Anno 2000

Storie di medici sulle piste africane
Bisturi e fango
di Marco Bello
Operano in capanne di paglia. Praticano la "chirurgia essenziale", sconosciuta in Italia, e vogliono diffondere la professione nei villaggi più sperduti dell'Africa.
Per salvare alcuni di quei 500 mila morti all'anno di "povertà estrema".
Non senza frustrazioni.

Una scelta di coerenza
È il caso di Pino Bollini, medico esuberante di Merate, dallo scorso marzo al Catholic Hospital di Sololo in Kenya.
Pino ha scelto di restare "senza particolari vincoli di tempo".
Per capire bisogna guardare la sua storia. Sedici anni fa arrivava in Kenya con la moglie e due figli di 8 e 10 anni, per lavorare in un progetto di due anni e mezzo. Rientrato in Italia ha continuato a occuparsi d'Africa con missioni brevi. Ma non era più lo stesso. "Non farmi dire cose che non riesco a esprimere. Non è il mal d'Africa, è l'incapacità a stare in Italia" sostiene e si spiega: "Le ingiustizie ci sono qui come là. Di fronte a certi problemi, per esempio presentati alla televisione, puoi reagire in modi diversi: non puoi fare nulla, allora cambi canale; puoi dare mille lire, le dai; puoi fare di più: ti ci butti".
Ed è quello che ha fatto lui, a due anni dalla pensione si è dimesso dal posto di responsabile del pronto soccorso di Merate, dopo 24 anni di servizio e ha cercato un'occasione. L'ha trovata a Sololo.
"Nell'ottica di restare per lungo tempo anche i problemi pensi di risolverli con un orizzonte diverso" pensa a sua moglie che non ha ancora potuto raggiungerlo in Kenya. Mi dice (in modo molto colorito) che Sololo è un posto difficile. Sperduto vicino al confine con l'Etiopia, c'è la siccità, c'è una guerriglia tra tribù che coinvolge i due paesi.
Ti piace?
"Se mi piacesse sarei masochista".
E allora?
"È una scelta di valori, la mia storia si consuma nel tentativo di coerenza".

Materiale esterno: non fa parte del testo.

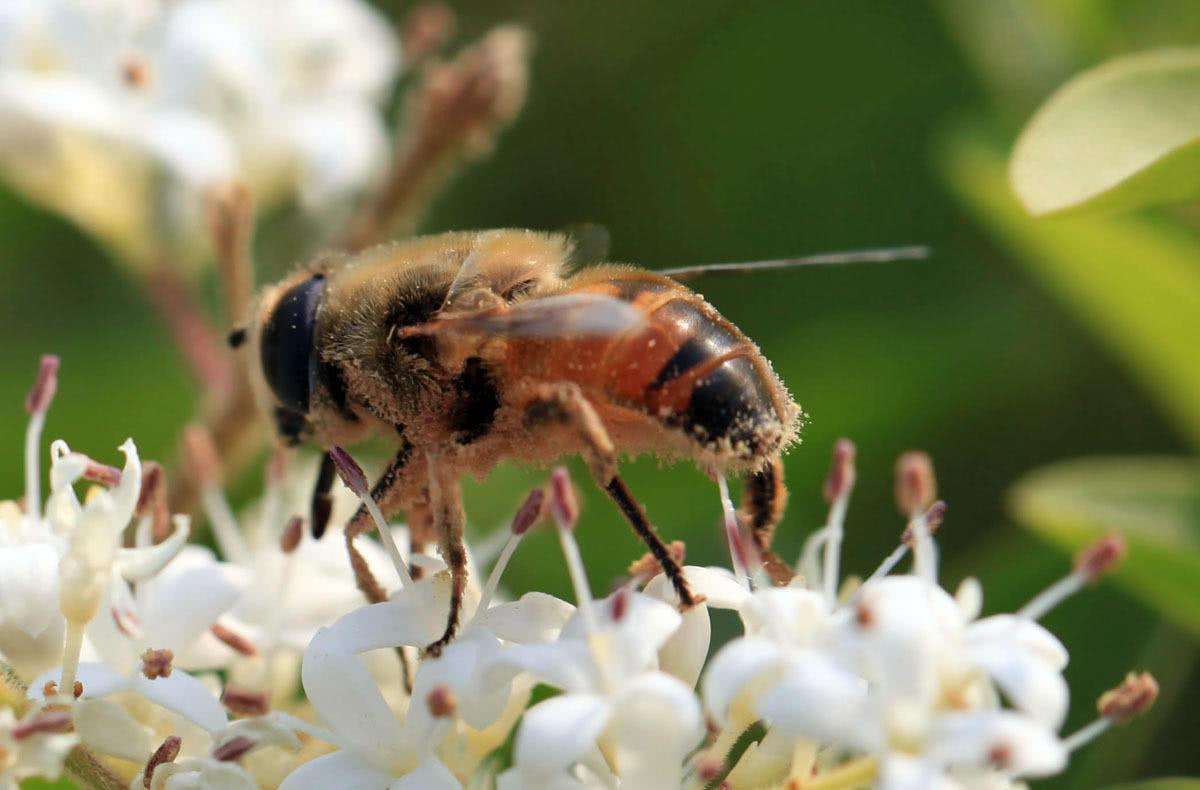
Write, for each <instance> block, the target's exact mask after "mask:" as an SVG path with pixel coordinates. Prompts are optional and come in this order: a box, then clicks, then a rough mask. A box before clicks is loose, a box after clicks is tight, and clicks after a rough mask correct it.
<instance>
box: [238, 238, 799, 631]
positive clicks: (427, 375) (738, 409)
mask: <svg viewBox="0 0 1200 790" xmlns="http://www.w3.org/2000/svg"><path fill="white" fill-rule="evenodd" d="M800 262H804V259H800ZM810 262H820V261H810ZM793 263H796V262H766V263H763V264H760V265H762V267H768V268H769V267H772V265H776V264H780V265H782V264H793ZM714 268H716V269H720V268H721V267H720V265H718V267H696V268H688V269H677V270H671V273H670V274H673V275H674V276H666V275H665V274H661V273H659V274H656V273H653V271H648V270H644V269H638V268H635V267H630V265H620V264H598V265H588V267H583V268H577V267H576V265H575V264H574V259H572V243H571V240H570V238H569V237H568V235H565V234H553V233H540V232H532V231H517V229H502V231H486V232H457V233H445V234H440V235H432V237H425V238H416V239H412V240H408V241H403V243H395V244H388V245H383V246H379V247H376V249H372V250H367V251H365V252H360V253H356V255H353V256H336V255H335V256H326V257H324V258H320V259H318V261H317V262H314V263H313V264H311V265H310V267H307V268H305V269H302V270H300V271H296V273H295V274H293V275H292V276H289V277H287V279H284V280H283V281H281V282H278V283H276V285H274V286H271V287H269V288H266V289H265V291H264V292H263V294H262V295H260V298H259V300H258V304H257V309H256V312H254V316H253V318H252V322H251V325H250V327H248V328H247V329H246V330H239V331H236V333H234V335H233V336H232V337H230V341H232V342H233V343H234V345H239V341H242V340H248V341H250V343H248V345H250V347H251V353H252V357H253V358H254V359H257V361H258V364H257V365H254V367H256V369H257V375H256V379H257V382H258V383H257V390H258V394H259V399H260V401H262V402H263V403H264V405H265V407H266V409H268V412H269V414H270V417H271V419H272V420H274V424H275V427H276V431H277V433H278V437H280V438H281V439H282V441H283V442H286V443H288V444H298V443H302V442H311V443H316V444H317V445H319V447H322V448H325V449H326V450H328V449H329V448H332V447H335V445H350V444H355V443H358V442H361V441H364V439H366V438H370V437H374V436H386V437H391V439H392V442H395V445H396V447H397V450H396V454H395V456H394V457H392V459H391V461H390V463H389V465H388V466H386V468H385V469H384V471H383V473H382V475H380V477H379V480H378V483H377V484H376V485H374V486H373V489H372V492H371V495H372V497H373V498H374V499H376V501H377V502H378V503H379V507H380V509H382V510H383V513H384V514H385V515H389V516H390V515H392V514H396V513H400V511H403V513H404V515H406V516H407V520H408V523H409V527H410V529H412V534H413V539H414V543H416V544H418V545H420V544H421V543H424V541H425V540H430V539H436V540H437V543H438V549H439V551H440V553H442V556H443V558H444V561H445V562H446V565H448V567H449V570H450V574H451V580H452V583H451V592H452V594H451V610H450V614H449V618H448V623H446V629H445V633H444V635H443V636H442V638H440V639H439V640H438V641H437V642H434V644H433V645H431V646H428V647H427V651H428V652H431V653H433V654H436V653H438V652H439V651H440V648H442V647H443V646H444V645H446V644H448V642H449V641H450V640H451V639H452V638H454V635H455V629H456V627H457V622H458V609H460V606H461V599H462V594H463V589H464V586H466V580H467V562H466V555H464V550H463V543H462V533H463V522H464V516H463V508H462V499H461V490H460V479H461V478H462V477H463V475H466V474H474V475H479V477H484V475H486V474H487V473H488V472H490V471H491V469H492V468H493V467H496V466H497V463H499V462H500V461H505V460H512V461H518V462H526V463H534V465H544V463H548V462H551V461H553V460H556V459H559V457H562V456H564V455H575V454H577V455H582V456H583V457H584V460H586V461H587V465H588V468H589V471H590V474H592V477H593V479H594V480H595V483H596V484H598V485H599V487H600V489H602V490H604V491H605V492H606V493H607V495H608V496H610V497H611V498H612V501H613V502H614V503H616V505H617V508H618V509H619V511H620V513H622V514H623V516H624V517H625V519H626V520H628V521H629V523H630V526H631V527H632V529H634V532H635V533H636V534H637V537H638V538H641V539H642V540H643V541H644V543H646V544H647V546H648V549H649V551H650V553H652V555H653V556H654V558H655V559H656V561H658V562H659V563H660V564H661V567H662V569H664V571H665V573H666V574H667V575H668V577H670V580H671V582H672V585H673V586H674V591H676V593H677V596H678V598H679V602H680V605H683V606H684V608H686V606H690V605H691V604H692V603H695V600H696V599H695V597H694V596H692V593H691V591H690V589H689V587H688V582H686V579H684V576H683V574H682V573H680V570H679V565H678V563H677V562H676V559H674V558H673V557H672V555H671V552H670V551H668V549H667V546H666V545H665V544H664V541H662V539H661V538H660V537H659V534H658V532H656V531H655V528H654V527H653V526H652V523H650V521H649V519H648V517H647V515H646V513H644V510H643V509H642V507H641V505H640V504H638V502H637V501H636V499H635V497H634V495H632V492H631V491H630V489H629V486H628V485H626V484H625V481H624V480H623V479H622V477H620V474H619V472H618V457H619V456H636V455H640V454H646V453H653V454H656V455H659V456H662V457H665V459H668V460H689V461H692V462H694V463H695V465H696V466H697V467H700V468H701V469H702V471H704V472H706V473H708V474H710V475H720V474H726V473H736V474H739V475H742V477H743V479H744V497H743V499H744V501H743V504H742V508H740V510H739V520H740V522H742V526H743V528H744V529H745V531H746V532H748V534H749V535H750V537H751V539H752V543H754V546H755V547H756V549H757V550H758V552H760V555H761V556H762V557H763V559H764V564H766V567H767V568H768V569H770V568H773V567H778V568H784V565H782V563H779V562H778V559H775V557H774V555H773V553H772V551H770V540H772V532H773V529H774V527H775V525H776V523H778V522H779V520H780V517H781V516H782V511H784V505H785V502H786V497H787V492H786V487H785V483H784V468H782V463H781V460H780V459H781V455H782V453H784V451H785V450H786V449H787V448H788V447H790V445H791V444H792V443H793V442H796V439H797V435H798V431H799V429H800V424H802V420H803V417H802V412H800V408H799V407H798V406H797V403H796V402H794V401H793V400H792V396H791V395H790V394H788V391H787V389H786V388H785V387H784V383H782V382H781V381H780V378H779V377H778V376H776V375H775V372H774V371H773V369H772V365H770V363H769V361H768V360H767V358H766V357H764V355H763V354H762V353H761V352H760V351H758V348H757V346H755V343H754V342H752V341H751V340H750V339H749V337H746V335H745V334H743V333H742V330H740V329H738V328H737V327H736V325H733V324H732V323H731V322H730V321H727V319H725V318H724V317H722V316H721V315H720V313H719V312H718V311H716V310H715V309H714V307H713V306H712V305H709V304H708V303H707V301H706V300H704V299H703V298H702V297H701V295H700V294H697V293H695V292H692V291H690V289H689V288H686V287H685V286H683V285H680V282H679V280H683V279H685V277H686V276H691V275H695V274H702V273H704V271H708V270H713V269H714ZM334 472H335V471H334V463H332V459H331V457H330V455H329V454H328V453H326V454H325V456H324V457H323V461H322V466H320V472H319V474H318V481H317V490H316V491H314V493H313V508H312V510H313V511H312V514H311V519H312V526H313V531H314V534H316V535H318V537H319V535H320V533H322V532H323V531H324V527H325V523H326V521H328V519H329V507H328V503H329V490H330V486H331V485H332V480H334ZM370 523H371V522H370V516H368V514H367V513H366V510H365V508H364V509H360V510H359V513H358V514H356V515H355V516H354V519H353V520H352V521H350V523H349V525H348V526H347V529H346V537H347V540H348V541H350V540H353V537H354V535H355V534H358V533H361V532H362V531H365V529H366V528H368V526H370Z"/></svg>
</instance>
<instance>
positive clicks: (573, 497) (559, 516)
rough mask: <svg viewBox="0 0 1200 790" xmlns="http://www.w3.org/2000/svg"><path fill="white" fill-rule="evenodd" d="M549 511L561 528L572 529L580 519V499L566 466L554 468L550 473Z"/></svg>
mask: <svg viewBox="0 0 1200 790" xmlns="http://www.w3.org/2000/svg"><path fill="white" fill-rule="evenodd" d="M550 513H551V514H552V515H553V516H554V521H556V522H557V523H558V526H559V527H560V528H563V529H574V528H575V525H576V523H577V522H578V519H580V501H578V497H576V495H575V485H572V484H571V475H570V473H569V472H568V471H566V467H562V466H560V467H558V468H556V469H554V471H553V472H552V473H551V475H550Z"/></svg>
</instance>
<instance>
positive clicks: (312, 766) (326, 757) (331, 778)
mask: <svg viewBox="0 0 1200 790" xmlns="http://www.w3.org/2000/svg"><path fill="white" fill-rule="evenodd" d="M390 783H391V776H390V774H389V773H385V772H384V771H380V770H379V768H376V767H374V766H372V765H371V764H370V762H367V761H366V760H364V759H362V758H360V756H359V755H356V754H352V753H349V752H334V753H332V754H325V755H322V756H319V758H317V759H314V760H310V761H307V762H305V764H304V765H301V766H300V767H299V768H296V770H295V771H293V772H292V773H289V774H288V777H287V778H286V779H284V780H283V784H281V785H280V790H328V789H329V788H340V789H341V790H382V788H386V786H388V785H389V784H390Z"/></svg>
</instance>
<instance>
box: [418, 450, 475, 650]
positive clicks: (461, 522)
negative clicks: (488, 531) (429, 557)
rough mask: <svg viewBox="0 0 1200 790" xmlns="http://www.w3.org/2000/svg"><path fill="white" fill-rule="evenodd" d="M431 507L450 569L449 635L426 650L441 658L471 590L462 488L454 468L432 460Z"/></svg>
mask: <svg viewBox="0 0 1200 790" xmlns="http://www.w3.org/2000/svg"><path fill="white" fill-rule="evenodd" d="M428 468H430V505H431V510H432V515H433V534H434V535H437V539H438V552H439V553H440V555H442V559H443V561H445V563H446V567H448V568H449V569H450V612H449V615H448V616H446V629H445V633H443V634H442V636H440V638H439V639H438V640H437V641H436V642H433V644H431V645H428V646H426V648H425V654H426V656H430V657H433V658H437V657H438V656H440V654H442V651H443V650H444V648H445V646H446V645H449V644H450V641H451V640H452V639H454V638H455V634H456V633H457V630H458V617H460V614H461V611H462V597H463V592H464V591H466V588H467V549H466V546H464V544H463V537H462V533H463V527H464V525H466V521H467V516H466V514H464V513H463V508H462V486H461V485H460V484H458V475H457V473H456V472H455V471H454V469H452V467H451V466H450V465H444V463H439V462H438V460H437V459H436V457H433V456H430V459H428Z"/></svg>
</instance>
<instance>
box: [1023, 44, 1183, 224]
mask: <svg viewBox="0 0 1200 790" xmlns="http://www.w3.org/2000/svg"><path fill="white" fill-rule="evenodd" d="M1009 175H1010V178H1012V182H1013V188H1014V190H1015V191H1016V194H1018V196H1019V197H1020V198H1021V202H1022V203H1025V205H1026V207H1027V208H1028V209H1030V211H1032V213H1033V214H1036V215H1046V214H1057V213H1063V211H1080V210H1092V209H1108V210H1117V209H1130V208H1139V207H1144V205H1152V204H1160V203H1172V202H1178V201H1186V199H1189V198H1193V197H1195V196H1198V194H1200V49H1160V50H1156V52H1147V53H1141V54H1136V55H1130V56H1128V58H1120V59H1117V60H1112V61H1109V62H1106V64H1104V65H1102V66H1098V67H1097V68H1093V70H1091V71H1086V72H1084V73H1082V74H1080V76H1078V77H1075V78H1074V79H1072V80H1070V82H1068V83H1067V84H1066V85H1063V86H1062V88H1060V89H1058V90H1057V91H1056V92H1055V94H1054V96H1051V97H1050V100H1049V101H1046V103H1045V104H1043V106H1042V108H1040V109H1039V110H1038V112H1037V114H1036V115H1034V116H1033V120H1031V121H1030V125H1028V126H1027V127H1026V128H1025V131H1024V132H1022V133H1021V136H1020V138H1018V140H1016V148H1015V149H1014V151H1013V160H1012V163H1010V169H1009Z"/></svg>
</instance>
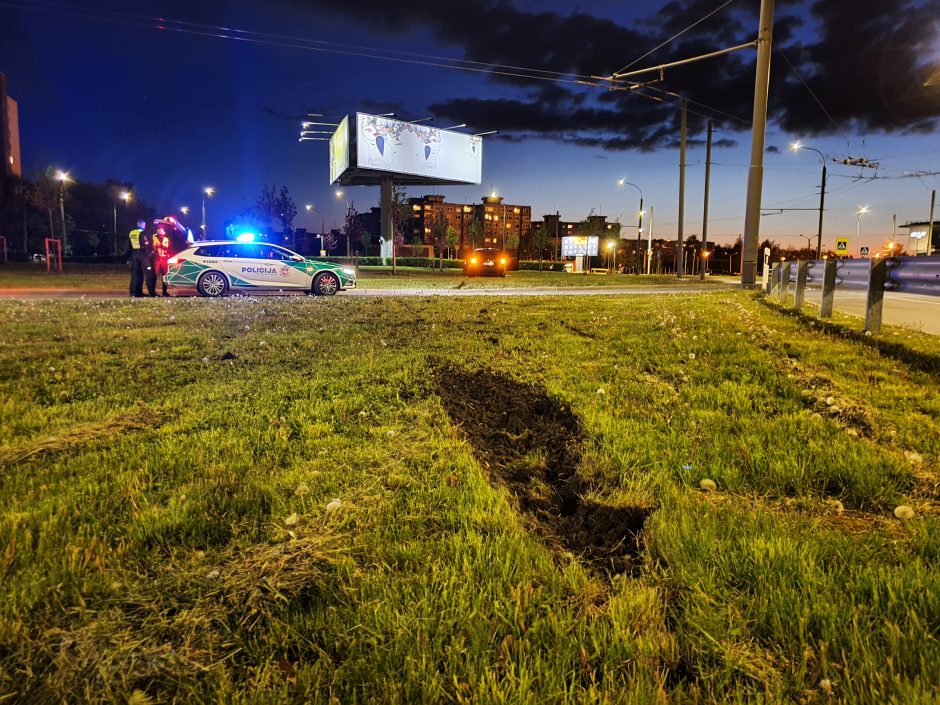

La figlia maggiore, laureata, sta frequentando un master sulla cooperazione internazionale "Io non centro". Pino allarga le braccia. Il figlio è all'università. "Li ho messi in condizione di andare avanti, poi ho detto loro "Adesso faccio il medico povero".

Il metodo che predilige è quello di "mettere l'uomo nelle condizioni di fare delle scelte, dargli il diritto a vivere e alla salute". Ascoltare, cercare di capire il problema. Per poi proporre diverse soluzioni, dando loro la libertà di scegliere. "Certo non vado a portare la mia civiltà - il medico si scalda, quasi si arrabbia - ma solidarietà, conoscenza e scambio reciproco".

Non mancano le storie più incredibili. Come quando Pino fece partorire una donna in gravi condizioni su una pista di terra, in piena notte, tentando di raggiungere un ospedale. Alcuni giorni dopo, in una lettera, ricordava gli stati d'animo del momento: "I miei calcoli, anche i più ottimistici, sono saltati tutti. Non so rispondere. Forse prego; forse mi chiedo perché mi trovo in una simile situazione da incubo. …
Cosa ci faccio qui, di notte in mezzo al deserto?".